The government's cost of capital... or, a case for socialization

For the feds right now, borrowing money is cheap. If the federal government can borrow at 0%, should that be considered the relevant cost of funds for making decisions on public investment projects? For example, suppose a proposed highway improvement would cost $10 million, is expected to last 10 years, and could be financed with a bond at 0% interest. Would we want the government to undertake the project, so long as it was expected to yield at least $1 million in benefits annually? Or should we insist, as a private firm probably would, on a bigger stream of benefits, to cover the opportunity cost of not investing that $10 million in something with a higher rate of return?

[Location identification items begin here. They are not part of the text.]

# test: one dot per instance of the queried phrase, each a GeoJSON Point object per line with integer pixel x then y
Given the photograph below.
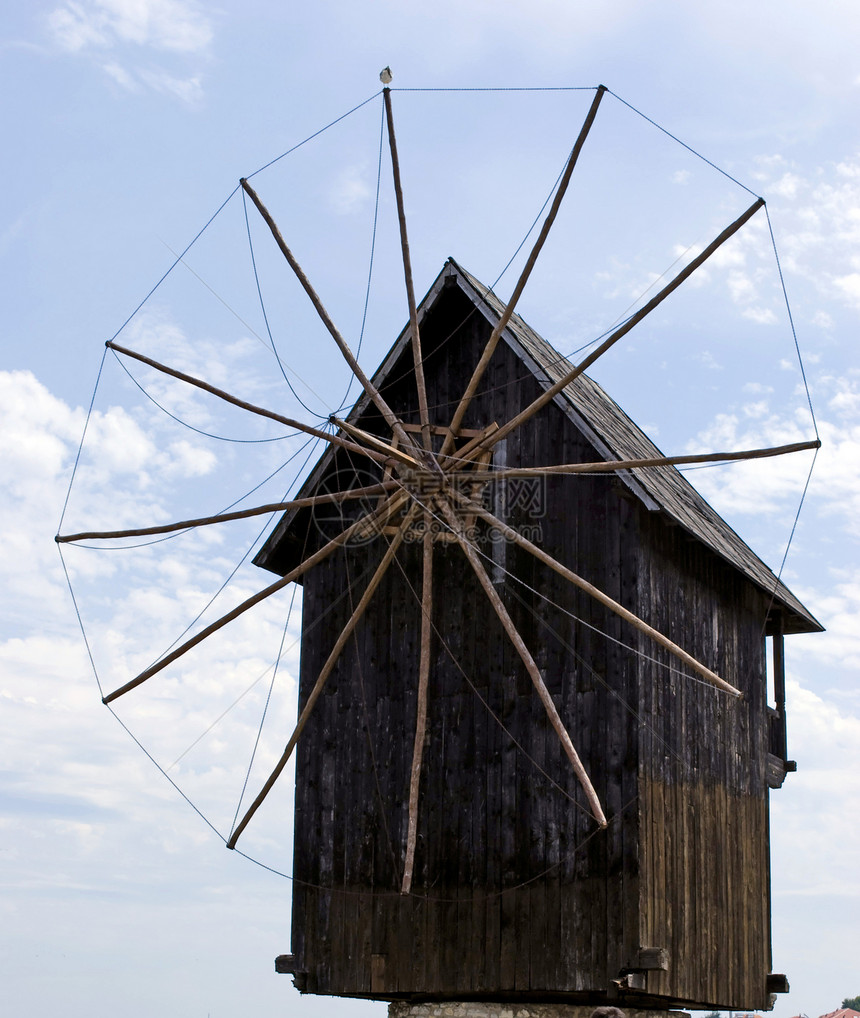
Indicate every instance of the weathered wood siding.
{"type": "Point", "coordinates": [516, 894]}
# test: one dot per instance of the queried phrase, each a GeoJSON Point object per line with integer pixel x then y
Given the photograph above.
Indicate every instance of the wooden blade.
{"type": "Point", "coordinates": [389, 507]}
{"type": "Point", "coordinates": [342, 345]}
{"type": "Point", "coordinates": [528, 661]}
{"type": "Point", "coordinates": [496, 335]}
{"type": "Point", "coordinates": [611, 466]}
{"type": "Point", "coordinates": [185, 524]}
{"type": "Point", "coordinates": [511, 534]}
{"type": "Point", "coordinates": [421, 716]}
{"type": "Point", "coordinates": [393, 452]}
{"type": "Point", "coordinates": [323, 678]}
{"type": "Point", "coordinates": [574, 373]}
{"type": "Point", "coordinates": [260, 410]}
{"type": "Point", "coordinates": [417, 356]}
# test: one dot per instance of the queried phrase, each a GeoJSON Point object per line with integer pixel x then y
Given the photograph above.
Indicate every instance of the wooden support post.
{"type": "Point", "coordinates": [328, 668]}
{"type": "Point", "coordinates": [496, 335]}
{"type": "Point", "coordinates": [417, 356]}
{"type": "Point", "coordinates": [528, 661]}
{"type": "Point", "coordinates": [421, 714]}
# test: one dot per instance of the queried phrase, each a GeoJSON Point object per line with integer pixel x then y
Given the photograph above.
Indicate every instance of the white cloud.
{"type": "Point", "coordinates": [176, 25]}
{"type": "Point", "coordinates": [349, 191]}
{"type": "Point", "coordinates": [177, 30]}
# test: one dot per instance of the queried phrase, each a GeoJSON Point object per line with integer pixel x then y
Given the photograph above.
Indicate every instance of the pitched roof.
{"type": "Point", "coordinates": [611, 432]}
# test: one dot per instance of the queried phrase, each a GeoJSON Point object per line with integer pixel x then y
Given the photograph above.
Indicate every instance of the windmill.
{"type": "Point", "coordinates": [496, 802]}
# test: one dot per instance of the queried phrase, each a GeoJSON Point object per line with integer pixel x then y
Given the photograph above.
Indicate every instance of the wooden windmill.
{"type": "Point", "coordinates": [533, 747]}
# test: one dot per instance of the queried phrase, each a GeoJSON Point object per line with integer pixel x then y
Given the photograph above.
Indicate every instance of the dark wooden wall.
{"type": "Point", "coordinates": [516, 893]}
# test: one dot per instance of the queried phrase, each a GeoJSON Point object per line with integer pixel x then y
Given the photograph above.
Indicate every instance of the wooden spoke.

This is a debate about the appropriate discount rate for making social decisions.

Tyler Cowen makes the latter opportunity cost argument, noting that if private investors make investment decisions based on a marginal private rate of return on capital of 10% or more, as they appear to, the government should too. Thus our highway project should yield annual benefits closer to, say $1.1 million.

Brad DeLong disagrees, using an argument from "first principles" on what the social discount rate should be. If we treat the utility of future generations equally with our own, which seems like the ethical thing to do, then the (risk-free) real discount rate should only be positive to the extent that people in the future will be better off than we are, and the utility of a dollar is worth less to a (future) person who has more of them. Typically these considerations imply a real social discount rate of about 2% or less.

This is an old debate. The Cowen position has been referred to as the descriptive approach, because it rests on actual market valuation by private agents in the economy. The DeLong position has been referred to as prescriptive, because it is, well, prescriptive. This debate has played an important role in economic analyses of optimal climate change policy. Because most of the costs of climate change mitigation occur now, and most benefits far in the future, the discount rate can make a huge difference in benefit-cost calculations. Indeed, using Cowen's preferred discount rate, the optimal policy response to climate change would be rather minimal.

Like DeLong, I prefer the prescriptive approach on ethical grounds, but Cowen's argument needs to be thought through. From a utilitarian point of view, private returns are social returns.* So we face the question of why private agents are underinvesting relative to the social optimum. DeLong offers some speculations as to why. But more to the point... If the government can borrow at less than 2%, and earn private returns of 10%, society would benefit if the feds borrowed a huge amount of money and invested heavily in the private economy. I.e., socialization. Risk is a factor, but the government is big and can do a lot of diversifying. So why not?

* In the absence of externalities or other market failures, of course.